Disclosure: The authors report no conflicts of interest regarding the content herein.
The authors can be contacted via Muhammad A. Khan, MD, at Muhammad.Khan@SanfordHealth.org.
Over-the-wire (OTW) balloon catheters offer advantages in appropriate scenarios. An OTW system can provide extra support for a coronary guide wire that can be utilized to cross difficult lesions. An OTW system can also be used for distal injection of a coronary artery, to confirm the intra-coronary presence of equipment. This can be very helpful in situations where the distal coronary circulation is not well defined due to complete coronary occlusion. This scenario requires removal of the coronary guide wire from the OTW balloon catheter and the attachment of a contrast-filled syringe for injection. One disadvantage to the use of an OTW system is the need for a longer guide wire for exchanging catheters, which makes the case more cumbersome to perform. If guide wire position is to be maintained while using a short guide wire in an OTW balloon catheter, a guide wire extension can be used to exchange equipment; however, this adds an extra cost.

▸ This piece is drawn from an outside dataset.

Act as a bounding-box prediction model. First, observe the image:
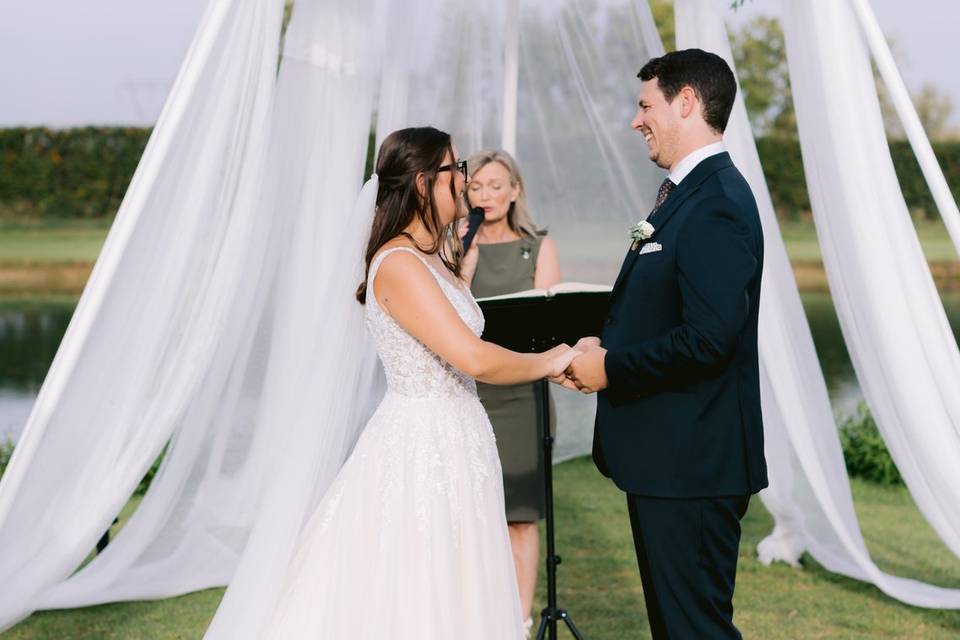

OTW systems can be retrieved without the use of guide wire extension by utilizing the “hydroglide” technique. The OTW system is pulled back until the guide wire is completely inside the balloon catheter. A small syringe is filled with normal saline and connected to the end of the catheter. Care must be taken to draw back into the syringe in order to avoid air embolism. While injecting through the syringe, the wire maintains an intra-coronary position and the jet of saline leaving the end of the OTW balloon catheter pushes it out in accordance with Newton’s third law of motion. Once the balloon catheter is out of the patient, all tubing is purged and flushed to avoid the risk of embolism. We describe a new technique that further improves the efficiency of the above method.
The above steps are followed until the operator is ready to inject saline through the OTW catheter. At this point, the three-way stopcock connecting contrast tubing to the side port of the hemostasis valve is opened “towards” the patient. This allows blood to flow back in the guiding catheter, to the side tubing, and out. This backwards flow of blood further helps the balloon catheter float out the guiding catheter. The technique reduces the force needed to inject saline through the balloon catheter and only minimal injection pressure is required for safe retrieval of the catheter. We have noted that the higher the patient’s blood pressure, the more support this method provides. One can try “hydrogliding” with the stopcock in the usual position and then, during the syringe injection, turning the stopcock to the position that allows the blood to backflow from the equipment to assist in retrieving the balloon catheter.
In summary, we describe a new technique for removal of an OTW balloon catheter while maintaining coronary guide wire position. This technique can be utilized in situations where other measures for safe catheter exchange fail or are unavailable.